The global Phase II study is being conducted in the U.S., Europe and Israel. Patients with advanced HCC, Child Pugh B, are treated twice daily with 25 mg of oral Namodenoson, the dose found to be the most efficacious in Can-Fite’s earlier Phase I/II study. The primary endpoint of the Phase II study is Overall Survival (OS). Secondary endpoints include Progression Free Survival (PFS), safety, and the relationship between outcomes and A3AR expression. As is standard in this indication, the primary endpoint of OS requires following the entire patient population until the statistically predetermined number of events occur. Can-Fite is following the survival data closely and will perform the survival analysis at the earliest possible opportunity.

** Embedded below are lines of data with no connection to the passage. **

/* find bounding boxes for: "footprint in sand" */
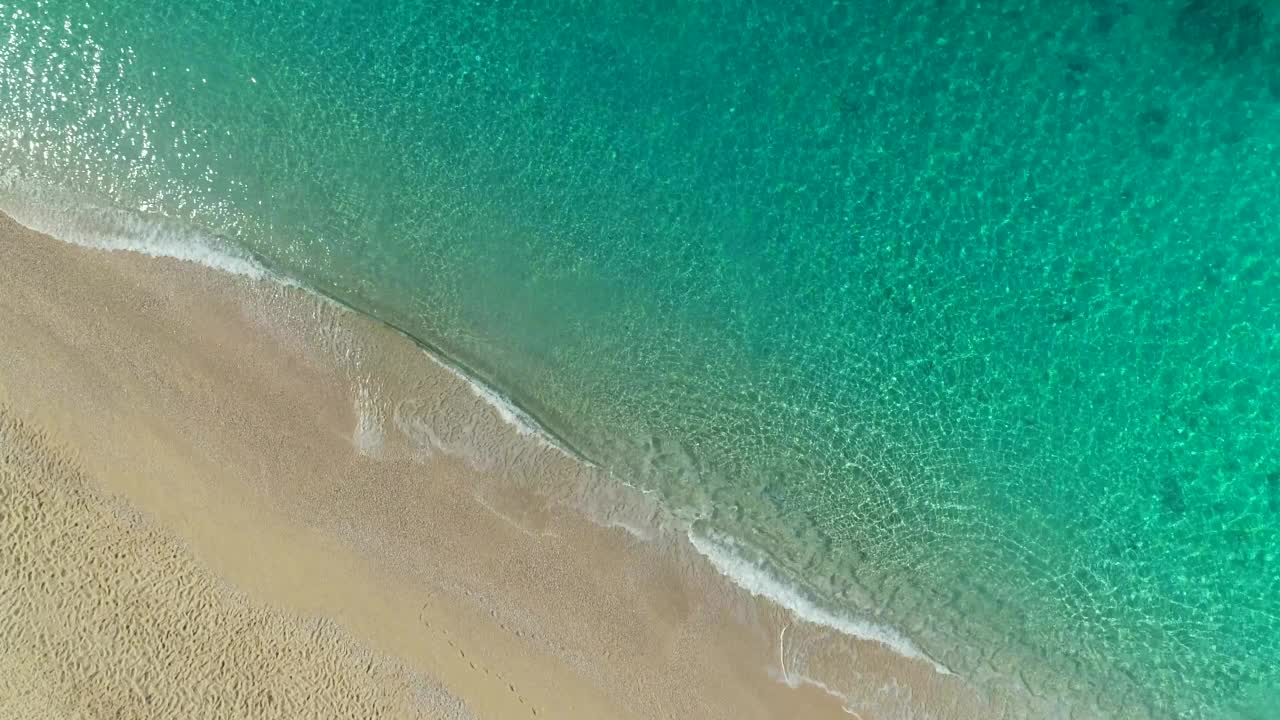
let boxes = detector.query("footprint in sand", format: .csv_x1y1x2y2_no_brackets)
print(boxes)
420,603,541,717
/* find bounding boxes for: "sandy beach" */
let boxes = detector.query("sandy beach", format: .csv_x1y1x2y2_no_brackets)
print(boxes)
0,212,995,719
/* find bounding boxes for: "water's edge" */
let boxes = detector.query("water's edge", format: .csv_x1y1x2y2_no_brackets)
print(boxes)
0,192,959,706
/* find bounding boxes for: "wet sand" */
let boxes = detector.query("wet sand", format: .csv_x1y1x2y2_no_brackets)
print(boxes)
0,212,994,719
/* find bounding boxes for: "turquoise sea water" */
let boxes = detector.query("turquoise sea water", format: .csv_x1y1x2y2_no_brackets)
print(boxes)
2,1,1279,716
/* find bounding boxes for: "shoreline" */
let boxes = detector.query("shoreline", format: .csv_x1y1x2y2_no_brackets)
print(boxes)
0,188,951,674
0,184,599,469
0,209,1000,718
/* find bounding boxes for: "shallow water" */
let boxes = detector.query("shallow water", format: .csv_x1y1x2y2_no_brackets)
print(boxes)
3,1,1279,716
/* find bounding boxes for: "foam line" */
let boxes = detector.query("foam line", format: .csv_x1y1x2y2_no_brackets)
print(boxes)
0,191,278,282
418,350,581,459
688,529,953,675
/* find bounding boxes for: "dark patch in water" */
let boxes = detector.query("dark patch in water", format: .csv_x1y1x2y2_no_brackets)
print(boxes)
1062,54,1092,90
1094,12,1118,36
1066,56,1092,77
1160,473,1187,515
880,285,915,315
1090,0,1132,36
1173,1,1267,64
1138,107,1170,129
1221,127,1248,145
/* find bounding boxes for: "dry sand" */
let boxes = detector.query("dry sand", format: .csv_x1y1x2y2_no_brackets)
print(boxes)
0,212,1000,719
0,399,471,719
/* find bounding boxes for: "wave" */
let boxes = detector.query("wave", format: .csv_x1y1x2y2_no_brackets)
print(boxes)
688,528,953,676
1,191,947,680
0,179,279,282
0,181,600,469
422,351,563,447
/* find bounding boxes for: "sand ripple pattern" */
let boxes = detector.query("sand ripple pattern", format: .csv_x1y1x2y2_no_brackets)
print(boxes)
0,404,471,720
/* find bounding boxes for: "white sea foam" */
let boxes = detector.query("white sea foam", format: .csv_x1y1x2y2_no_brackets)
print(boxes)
4,181,951,687
0,186,279,282
768,665,865,718
0,182,588,464
688,528,953,676
459,372,541,438
352,380,386,457
418,349,586,461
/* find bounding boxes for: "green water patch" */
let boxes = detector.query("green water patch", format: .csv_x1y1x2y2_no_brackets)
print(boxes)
3,1,1279,716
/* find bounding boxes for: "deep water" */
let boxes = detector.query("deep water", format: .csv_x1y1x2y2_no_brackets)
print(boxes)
2,1,1279,717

Can-Fite’s prior Phase I/II study of Namodenoson in this indication successfully achieved its primary and secondary endpoints, with a good safety profile. Most of the patients enrolled in the Phase I/II study had failed prior treatment with Nexavar (sorafenib), the only drug currently approved for this indication.

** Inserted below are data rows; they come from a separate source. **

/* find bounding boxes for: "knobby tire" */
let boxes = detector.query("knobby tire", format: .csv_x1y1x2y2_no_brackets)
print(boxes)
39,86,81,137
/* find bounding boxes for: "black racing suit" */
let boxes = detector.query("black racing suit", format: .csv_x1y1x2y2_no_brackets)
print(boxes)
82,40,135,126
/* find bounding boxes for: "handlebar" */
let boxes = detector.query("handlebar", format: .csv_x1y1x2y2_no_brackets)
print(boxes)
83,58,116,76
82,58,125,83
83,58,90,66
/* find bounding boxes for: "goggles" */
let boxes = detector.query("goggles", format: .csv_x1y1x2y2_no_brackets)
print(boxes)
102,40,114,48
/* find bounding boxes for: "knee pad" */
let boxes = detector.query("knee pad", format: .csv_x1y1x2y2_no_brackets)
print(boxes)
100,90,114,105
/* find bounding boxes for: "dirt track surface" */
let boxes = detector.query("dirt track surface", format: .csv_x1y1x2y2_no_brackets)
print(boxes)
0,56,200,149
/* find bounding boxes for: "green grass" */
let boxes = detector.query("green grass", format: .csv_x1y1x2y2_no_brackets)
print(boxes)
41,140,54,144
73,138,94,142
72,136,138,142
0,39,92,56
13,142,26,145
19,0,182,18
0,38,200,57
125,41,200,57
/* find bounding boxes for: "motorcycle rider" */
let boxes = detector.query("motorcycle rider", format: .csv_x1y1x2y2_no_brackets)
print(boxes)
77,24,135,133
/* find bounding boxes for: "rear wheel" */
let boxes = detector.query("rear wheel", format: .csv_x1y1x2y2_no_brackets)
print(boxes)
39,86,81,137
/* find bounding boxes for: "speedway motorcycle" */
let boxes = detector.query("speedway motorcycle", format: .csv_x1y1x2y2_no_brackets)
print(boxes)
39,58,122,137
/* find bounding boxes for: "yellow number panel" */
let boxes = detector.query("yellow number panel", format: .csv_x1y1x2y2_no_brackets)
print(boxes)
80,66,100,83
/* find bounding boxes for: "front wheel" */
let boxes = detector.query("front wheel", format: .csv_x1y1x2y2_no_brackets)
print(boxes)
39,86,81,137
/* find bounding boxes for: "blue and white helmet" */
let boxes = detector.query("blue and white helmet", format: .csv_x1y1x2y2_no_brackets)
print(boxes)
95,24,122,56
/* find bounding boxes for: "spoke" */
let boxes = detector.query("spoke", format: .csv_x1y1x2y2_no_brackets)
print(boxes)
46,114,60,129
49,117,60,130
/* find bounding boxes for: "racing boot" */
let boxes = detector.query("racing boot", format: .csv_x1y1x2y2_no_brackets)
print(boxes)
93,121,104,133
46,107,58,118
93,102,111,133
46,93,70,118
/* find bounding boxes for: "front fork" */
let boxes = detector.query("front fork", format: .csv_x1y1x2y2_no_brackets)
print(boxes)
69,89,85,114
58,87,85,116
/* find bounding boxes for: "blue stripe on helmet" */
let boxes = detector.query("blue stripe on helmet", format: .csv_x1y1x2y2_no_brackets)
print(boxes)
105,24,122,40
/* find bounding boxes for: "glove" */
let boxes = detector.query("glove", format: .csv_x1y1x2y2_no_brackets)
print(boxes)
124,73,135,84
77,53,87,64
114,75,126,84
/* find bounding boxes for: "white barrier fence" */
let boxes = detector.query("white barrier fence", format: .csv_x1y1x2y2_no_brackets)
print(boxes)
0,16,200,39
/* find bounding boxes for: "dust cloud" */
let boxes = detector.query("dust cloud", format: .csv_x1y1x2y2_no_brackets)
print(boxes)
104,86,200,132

Data also showed thatNamodenoson has a liver protective effect that is very unique compared to Nexavar and other drugs under development for HCC which have shown to induce hepato-toxicity.

According to Datamonitor, the market for hepatocellular carcinoma drugs is projected to reach $1.4 billion in 2019. Nexavar annual sales, as reported by Bayer, were €870 million in 2016.

About Namodenoson

Namodenoson is a small orally bioavailable drug that binds with high affinity and selectivity to the A3 adenosine receptor (A3AR). Namodenoson is being evaluated in Phase II trials for two indications, as a second line treatment for hepatocellular carcinoma, and as a treatment for non-alcoholic fatty liver disease (NAFLD) and non-alcoholic steatohepatitis (NASH). A3AR is highly expressed in diseased cells whereas low expression is found in normal cells. This differential effect accounts for the excellent safety profile of the drug. Can-Fite has received Orphan Drug Designation for Namodenoson in Europe and the U.S., as well as Fast Track Status in the U.S. as a second line treatment for hepatocellular carcinoma.